This Dazzling Indoor Rainbow Is Made From 60 Miles of Embroidery Thread
By Kristin Hohenadel
A spellbinding winter blues–busting indoor rainbow has appeared on the first floor of the Smithsonian’s Renwick Gallery in Washington. And while to the naked eye it might look like a grace note after a rainstorm or a multicolored beam of sunlight, this dazzling man-made sleight of hand is actually composed of 60 miles of embroidery thread strung up by hand according to a carefully plotted matrix to create the trompe l’oeil effect. Part of the “Wonder” exhibition currently running until July 10, Gabriel Dawe’s “Plexus A1” was created especially for the Renwick Gallery, but it’s part of a numbered series called “Plexus,” variations of which are currently on view in Utah, Arkansas, and Denmark. In an essay on his website, the Mexico City–born, Texas-based artist says that his textile-based, site-specific installations “explore the connection between fashion and architecture,” and his “fascination with the sky and its subtle gradations of color and light.” Both fashion and architecture have “the capacity to offer shelter to the body,” he writes. “When we get cold, we wear a sweater. When it’s raining we can go inside a building.
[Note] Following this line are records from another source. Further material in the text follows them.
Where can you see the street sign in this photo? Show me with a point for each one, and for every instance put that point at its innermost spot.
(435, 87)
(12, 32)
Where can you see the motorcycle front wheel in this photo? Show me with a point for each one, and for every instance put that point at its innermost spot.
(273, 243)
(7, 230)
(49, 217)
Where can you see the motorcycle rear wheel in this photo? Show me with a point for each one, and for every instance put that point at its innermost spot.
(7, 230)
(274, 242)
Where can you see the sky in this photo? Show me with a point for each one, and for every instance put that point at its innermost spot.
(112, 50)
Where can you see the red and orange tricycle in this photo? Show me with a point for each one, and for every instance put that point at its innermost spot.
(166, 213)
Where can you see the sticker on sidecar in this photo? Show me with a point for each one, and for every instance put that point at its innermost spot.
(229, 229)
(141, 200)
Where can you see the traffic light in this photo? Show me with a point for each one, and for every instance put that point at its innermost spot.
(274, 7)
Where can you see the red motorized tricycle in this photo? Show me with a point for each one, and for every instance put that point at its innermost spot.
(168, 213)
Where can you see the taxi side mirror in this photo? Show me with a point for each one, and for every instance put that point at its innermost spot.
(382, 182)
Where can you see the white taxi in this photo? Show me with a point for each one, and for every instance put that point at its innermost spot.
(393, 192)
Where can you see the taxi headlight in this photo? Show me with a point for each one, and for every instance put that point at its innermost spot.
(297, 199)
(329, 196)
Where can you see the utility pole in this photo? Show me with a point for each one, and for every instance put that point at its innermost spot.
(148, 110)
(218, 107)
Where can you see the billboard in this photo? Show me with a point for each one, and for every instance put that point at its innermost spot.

By reversing scale and material to create an actual structure made of thread, the sheltering quality goes through a transformation, from protecting the body on a physical level, to soothing the human spirit in a subtle, yet powerful way.” The gradations of color are designed to mimic the way that color and light coalesce in the sky. “The fineness of the thread makes these installations ethereal, almost immaterial,” Dawe writes, adding that his “symbolic quest” to give density to light offers viewers “an approximation of things otherwise inaccessible to us—a glimmer of hope that brings us closer to the transcendent, to show that there can be beauty in this messed up world we live in.”